5 Things Every Tenant Must-Do When Renting A Home

Renting a home does have its upsides. For instance, as the tenant, you will not worry about home improvements though you are held liable for any damages to the property. You do not have to pay rental property taxes. Moreover, the most advantageous element in all of this is that you can move to another place when you find it convenient, be it at the end of your tenancy term or otherwise.

On the other side, you also have to appreciate several obligations and responsibilities that every renter has to honour when leasing a home. Given this, below are the must-dos that every tenant should know when renting a property.

Research the Neighbourhood before the Move

The fact that you are renting means you have a temporary residency. Based on this, make sure that you are not staying in the bad part of the city or town. Therefore, you need to thoroughly research the location to know a few things about the community and its residents so that you few confident about your safety when living in this new place.

Mindfully Read the Tenancy’s Terms

Every renter is familiar with the occupancy agreement that one should sign before moving into the property. However, you should comb through the lease contract before appending your signature. If possible, consider seeking the advice of a reputable realtor or a real estate attorney. Such professionals can go over the rent agreement to ensure the rules and clauses cover all the bases, which include, rent payment terms, pet policies, upkeep and maintenance expectations, the terms of breaking the lease.

 Inspect the Property Carefully

If your rental terms included a mandatory but refundable security deposit, then you should document all pre-existing damages to the property before paying and moving into the home. Take photos to serve as proof and notify the proprietor of the same. Also, request the property owner to provide you with a move in/move out checklist. It should highlight the fundamental things that will be examined before and after your tenancy period to determine the costs you will shoulder and the much to be deducted from the deposit.

Obtain Renters Insurance Once You Move In

That new home may look perfect and sound, but you never know what will happen after you move in and settle. Some of the unexpected mishaps can prove to be quite costly. For instance, a natural disaster can strike soon after moving in, a burglary spree may ensue, or a fire can break out. That is why you should be ready for the unexpected by taking a renter’s insurance.

Automate the Bill Payments

Late rent payments can become a thorn in the wrong area for you, worse still if you forget to pay. If you are lucky enough to have a property owner that accepts digital money transfers via online banking, then set up automatic monthly payments to your proprietor. You will not have to worry about or forget to pay the rent, and it can also work for your utility bills.

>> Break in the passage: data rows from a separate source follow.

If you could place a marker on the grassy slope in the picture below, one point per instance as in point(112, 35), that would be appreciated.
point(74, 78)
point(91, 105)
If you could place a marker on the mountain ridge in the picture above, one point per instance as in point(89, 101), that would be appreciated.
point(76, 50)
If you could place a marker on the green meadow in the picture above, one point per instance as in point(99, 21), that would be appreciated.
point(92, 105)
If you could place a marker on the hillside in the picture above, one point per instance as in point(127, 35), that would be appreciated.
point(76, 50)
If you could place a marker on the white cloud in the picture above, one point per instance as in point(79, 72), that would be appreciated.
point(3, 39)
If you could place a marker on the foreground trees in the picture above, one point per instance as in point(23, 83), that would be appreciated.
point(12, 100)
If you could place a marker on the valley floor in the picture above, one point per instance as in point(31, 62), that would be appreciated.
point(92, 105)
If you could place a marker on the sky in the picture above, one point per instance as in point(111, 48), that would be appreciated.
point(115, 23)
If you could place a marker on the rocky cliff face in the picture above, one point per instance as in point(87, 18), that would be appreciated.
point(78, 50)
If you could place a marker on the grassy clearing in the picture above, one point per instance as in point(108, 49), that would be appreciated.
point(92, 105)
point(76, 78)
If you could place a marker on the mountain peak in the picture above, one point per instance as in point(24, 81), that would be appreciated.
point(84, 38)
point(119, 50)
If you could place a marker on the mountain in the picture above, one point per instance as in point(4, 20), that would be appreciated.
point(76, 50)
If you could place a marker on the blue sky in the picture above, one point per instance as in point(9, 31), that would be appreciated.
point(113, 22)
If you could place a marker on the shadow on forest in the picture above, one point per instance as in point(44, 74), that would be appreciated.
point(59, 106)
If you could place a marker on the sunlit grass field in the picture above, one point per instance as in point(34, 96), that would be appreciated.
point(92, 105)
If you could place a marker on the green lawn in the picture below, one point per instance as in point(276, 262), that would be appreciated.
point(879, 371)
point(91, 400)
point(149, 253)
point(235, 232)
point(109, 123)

Deep Cleaning the Property When Moving In

You should clean the home thoroughly when you are moving into the rental property. You do not know who clean the previous tenant was let alone when the place was last cleaned extensively. So, break your cleaning gear and get to it, cleaning everywhere from the ceiling to the walls and floors. Ensure you cover every inch of the place or if you are short on time you could look in to serviced apartments with House of Fisher who provide many services to ensure a great start.

Talk To the Landlord about Rules Regarding Customisation

You may not like the paint or wallpaper, or the bathroom cabinetry. Before you stay making any changes to the place, you should talk to the property owner about the renovations you want to make. If such customisation are necessary, it is wise to discuss such matters before you sign the tenancy agreement.

Try To Have A Good Relationship With The Landlord

Try your best to establish a meaningful relationship with the landlord; you can even become the best of friends. However, keep in mind that you are a tenant, and there is a business aspect in your relationship with the property owner. You should communicate as often as possible about issues related to the upkeep of the property. If you are in good terms with the proprietor, you even may be able to have your lease broken early or find a sub-letter for a short while as you make plans to move out. Overall, your efforts to establish a good relationship with the proprietor will be vital in having a positive rental experience during your tenancy period.